We generated double-transgenic mice by crossing P0-Cre mice with CAG-CAT-EGFP mice, and performed neural crest-derived cell linage analysis.
MI was generated by ligation of the left anterior descending coronary artery in 10-week-old double-Tg mice, and immunofluorescent staining against actinin, GATA4, nestin, P75NGFR, and c-Kit was examined.
In the control heart, EGFP+ cells were observed at the intramuscular and subepicardial layers of both ventricles and atrium. These cells were nestin and P75NGFR positive and some were GATA4 and c-Kit positive. A few cells were EGFP+ cardiomyocytes.
EGFP+ cardiomyocytes were first observed at the ischemic border zone area. They first appeared at 2 weeks after MI, gradually increased, and peaked at 4 weeks.

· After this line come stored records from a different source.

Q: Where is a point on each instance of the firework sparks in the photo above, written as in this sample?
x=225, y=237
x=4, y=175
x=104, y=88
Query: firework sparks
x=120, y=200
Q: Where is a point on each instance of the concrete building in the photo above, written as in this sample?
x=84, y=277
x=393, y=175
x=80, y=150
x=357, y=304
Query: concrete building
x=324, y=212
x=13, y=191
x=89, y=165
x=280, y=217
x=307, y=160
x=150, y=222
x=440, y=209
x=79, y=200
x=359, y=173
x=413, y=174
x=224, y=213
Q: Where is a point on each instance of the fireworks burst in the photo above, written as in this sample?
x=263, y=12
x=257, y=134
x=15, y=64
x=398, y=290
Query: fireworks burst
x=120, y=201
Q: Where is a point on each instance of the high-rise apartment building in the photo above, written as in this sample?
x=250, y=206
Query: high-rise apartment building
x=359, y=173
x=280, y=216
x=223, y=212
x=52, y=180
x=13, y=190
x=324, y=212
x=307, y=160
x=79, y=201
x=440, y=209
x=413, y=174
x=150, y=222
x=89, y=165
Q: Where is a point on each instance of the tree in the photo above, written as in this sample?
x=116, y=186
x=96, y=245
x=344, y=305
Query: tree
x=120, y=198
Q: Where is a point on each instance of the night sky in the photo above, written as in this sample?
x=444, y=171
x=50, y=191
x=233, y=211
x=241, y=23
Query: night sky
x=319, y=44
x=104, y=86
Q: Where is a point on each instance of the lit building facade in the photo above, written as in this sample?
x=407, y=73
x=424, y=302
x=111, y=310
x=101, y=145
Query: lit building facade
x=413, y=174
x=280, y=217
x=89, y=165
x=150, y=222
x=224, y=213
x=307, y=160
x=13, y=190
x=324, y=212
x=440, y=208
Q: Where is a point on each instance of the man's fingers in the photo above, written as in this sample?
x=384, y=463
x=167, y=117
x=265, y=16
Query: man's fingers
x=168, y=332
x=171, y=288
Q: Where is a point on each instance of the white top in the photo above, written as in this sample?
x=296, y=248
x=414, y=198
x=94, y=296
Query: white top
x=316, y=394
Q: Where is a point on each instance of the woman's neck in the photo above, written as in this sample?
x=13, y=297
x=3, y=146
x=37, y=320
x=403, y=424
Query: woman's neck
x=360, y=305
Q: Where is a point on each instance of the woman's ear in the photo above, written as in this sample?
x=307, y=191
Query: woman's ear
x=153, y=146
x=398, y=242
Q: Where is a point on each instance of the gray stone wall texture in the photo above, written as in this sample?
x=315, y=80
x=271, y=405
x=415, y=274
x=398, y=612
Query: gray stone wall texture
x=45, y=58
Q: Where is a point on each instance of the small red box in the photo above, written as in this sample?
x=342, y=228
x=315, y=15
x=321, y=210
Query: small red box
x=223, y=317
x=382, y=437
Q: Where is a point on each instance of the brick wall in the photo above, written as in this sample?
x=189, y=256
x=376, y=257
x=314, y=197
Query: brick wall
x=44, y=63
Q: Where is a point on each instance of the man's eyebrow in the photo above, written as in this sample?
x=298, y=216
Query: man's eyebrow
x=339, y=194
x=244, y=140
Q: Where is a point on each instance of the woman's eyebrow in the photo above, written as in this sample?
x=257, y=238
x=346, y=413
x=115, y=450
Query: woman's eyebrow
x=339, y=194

EGFP+ cardiomyocytes did not increase at the non-infarcted area for the first 4 weeks.
Amazingly, however, they increased after 8 weeks, and were prominent after 16 weeks. Their number at 16 weeks was significantly higher than that of border zone area. These findings indicated that NCSC supplied new cardiomyocytes and contributed to the heart repair after MI, and that new cardiomyocytes were regenerated at the border zone in the early phase, and at the nonischemic area in the late phase to adapt cardiac remodeling. This is the first evidence of a critical role for cardiac stem cells, and in particular NCSC, in the supply of cardiomyocytes under physiological and pathophysiological conditions.